We just returned from visiting the BossLady's folks out in Dallas. As always, we had a wonderful time. The grandparents were absolutely thrilled to hang out with the the Peanut and we all enjoyed our little inter-generational love-fest. Personally, I've always thought that 4 days is the perfect amount of time to spend with ANYONE'S parents so, despite our jolly-good time, I'm glad to be back in NYC.
Anyway, as I usually do when I'm a little jammed up in the office, I thought I'd engage in a little random chaos theory. If there's a unifying thread to all this, let me know. My shrink and I would love to hear what it is. Otherwise, I hope that you and your families all had a great Thanksgiving and that none of you burned your houses down by deep-frying a turkey.

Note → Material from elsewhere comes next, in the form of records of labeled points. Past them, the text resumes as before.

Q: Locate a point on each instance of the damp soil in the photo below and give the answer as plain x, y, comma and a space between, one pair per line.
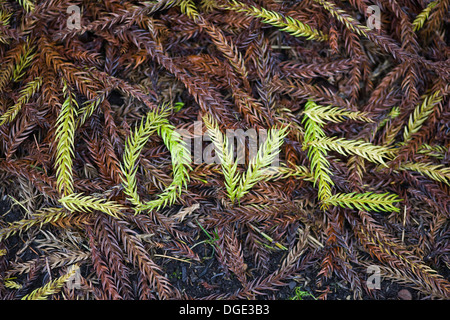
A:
206, 278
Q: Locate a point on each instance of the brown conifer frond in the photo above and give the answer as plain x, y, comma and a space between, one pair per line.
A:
156, 210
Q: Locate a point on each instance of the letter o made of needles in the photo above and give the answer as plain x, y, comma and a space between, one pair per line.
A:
151, 123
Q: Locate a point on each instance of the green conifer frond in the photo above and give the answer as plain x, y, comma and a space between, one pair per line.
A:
237, 184
188, 8
421, 114
367, 201
82, 203
225, 153
435, 172
285, 23
420, 19
155, 122
265, 156
52, 287
65, 134
133, 147
25, 94
360, 148
180, 165
321, 114
320, 167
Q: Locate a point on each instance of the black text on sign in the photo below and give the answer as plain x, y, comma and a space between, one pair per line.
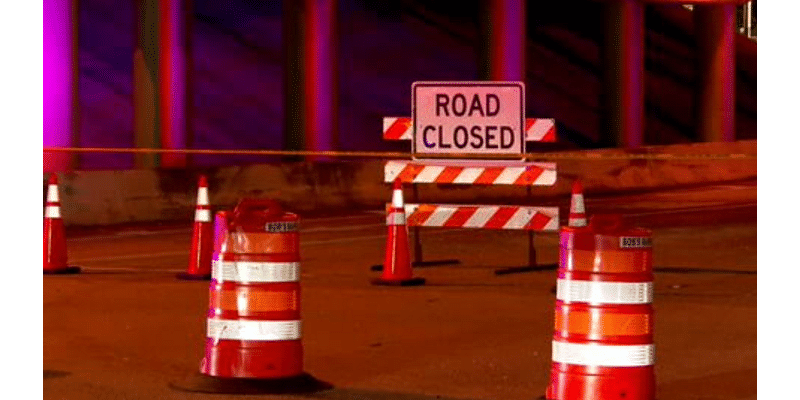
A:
469, 117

SHE'S NOT MY BABY. I'M JUST THE MANNY!
You know that nightmare baby that you sometimes encounter while flying? The one who cries incessantly, only pausing to moan or whimper? Well, flying out to Dallas, our little Peanut was THAT BABY. She'd woken up too early that morning, was thrown off her schedule and was overtired all day. By the time, we got on the plane, she was in total meltdown. How bad did it get? At one point, I took her to the bathroom to give our fellow passengers a break. Suddenly, she stopped crying. I don't know whether it was her fascination with the blue toilet water or the fact that she unrolled about 800 feet of toilet paper in a 3 foot space but I wasn't going to disrupt the silence. We ended up hanging out inside the toilet for about 20 minutes! You should have seen the smile on her face! When people knocked on the bathroom door, I just grunted loudly like I was battling a giant turd. Unfortunately, when we came out, Peanut started wailing again. And as I handed her off to BossLady, I could have sworn I heard myself say, "Here's your daughter, lady. I'll be at the bar!"
BRIBERY, COURTESY AND "THE PRICE IS RIGHT"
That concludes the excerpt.